There were times when the lack of experience seemed so insurmountable that I could not believe I had been hired; I felt like I was pretending to be a cool outdoorsy person.
“I don’t know if I can do this”, became a prevalent thought.
Moving to Montana within a week of being hired, being snowed on and freezing during backcountry training (the first time I truly backpacked). having to lead a backcountry Crew Leader hitch within two weeks of arriving, and being sent off with the YCC leaders for Technical Skill training/certification. All that, within three weeks of moving to Montana.
It was terrifying.
I never wanted to quit but I often came back to the same thought: “I don’t know if I can do this”.
Everything felt so difficult and hard. There didn’t seem enough time to be properly prepared. I didn’t think I knew enough to facilitate a well-rounded experience for the youth. I didn’t have the background in camping or hiking or backpacking.
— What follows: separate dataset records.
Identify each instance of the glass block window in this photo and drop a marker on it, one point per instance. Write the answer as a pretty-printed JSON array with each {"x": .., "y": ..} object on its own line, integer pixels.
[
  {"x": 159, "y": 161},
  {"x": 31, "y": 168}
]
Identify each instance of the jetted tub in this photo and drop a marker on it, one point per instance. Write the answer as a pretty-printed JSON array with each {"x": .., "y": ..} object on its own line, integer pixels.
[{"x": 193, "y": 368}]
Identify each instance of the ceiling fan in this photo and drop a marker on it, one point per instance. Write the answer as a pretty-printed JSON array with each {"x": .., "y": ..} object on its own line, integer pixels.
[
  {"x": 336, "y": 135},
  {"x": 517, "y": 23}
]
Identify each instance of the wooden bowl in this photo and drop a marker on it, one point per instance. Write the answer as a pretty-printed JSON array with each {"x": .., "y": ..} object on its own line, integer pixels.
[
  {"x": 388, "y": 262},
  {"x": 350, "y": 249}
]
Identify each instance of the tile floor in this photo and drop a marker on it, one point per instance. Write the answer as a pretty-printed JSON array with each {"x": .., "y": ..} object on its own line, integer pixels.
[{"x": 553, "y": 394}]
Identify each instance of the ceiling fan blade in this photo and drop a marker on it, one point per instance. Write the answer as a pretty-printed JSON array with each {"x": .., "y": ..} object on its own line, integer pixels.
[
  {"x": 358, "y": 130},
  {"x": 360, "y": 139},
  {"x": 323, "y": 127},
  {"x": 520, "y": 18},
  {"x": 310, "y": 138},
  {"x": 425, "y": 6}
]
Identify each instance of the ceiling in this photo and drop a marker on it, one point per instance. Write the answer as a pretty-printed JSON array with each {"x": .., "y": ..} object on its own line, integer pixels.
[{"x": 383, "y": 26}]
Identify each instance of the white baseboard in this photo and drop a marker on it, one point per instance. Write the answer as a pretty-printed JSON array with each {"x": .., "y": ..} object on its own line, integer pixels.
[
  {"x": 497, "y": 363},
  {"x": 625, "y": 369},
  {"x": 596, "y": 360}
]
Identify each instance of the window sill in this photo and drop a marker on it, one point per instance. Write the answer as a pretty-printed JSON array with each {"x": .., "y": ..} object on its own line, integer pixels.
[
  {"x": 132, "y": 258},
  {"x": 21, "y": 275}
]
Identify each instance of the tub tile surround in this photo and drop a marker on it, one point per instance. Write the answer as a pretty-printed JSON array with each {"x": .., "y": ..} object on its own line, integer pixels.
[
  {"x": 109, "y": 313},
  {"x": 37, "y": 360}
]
“I don’t know if I can do this”.
Had I made the right choice? Is the experience too much to handle?
I forged ahead trying to absorb as much as I could. One of the other leaders remarked on my lack of complaint and that it was crazy to think this was my first foray into backpacking and trail work. That comment made my season. While I was far from perfect and]made some stupid mistakes, I persisted.
I spent 11 consecutive nights in a tent, four different times, supervised 9 youth during the season, spent 5 weeks in Glacier National Park, went 11 days without showering or doing laundry, saw two full moons (one on the PNT, one in Glacier National Park), saw my first: bear, wildfire, mountain goat, and pika, spent endless time stressing about my crew and how I was impacting their experience, and was more exhausted than I have ever been in my life.
Three months ago I thought I made the craziest decision of my life moving from the Midwest to Montana. I was right. It was the craziest decision I had ever made.
And while I thought I couldn’t do it; the truth was, and is, that I can.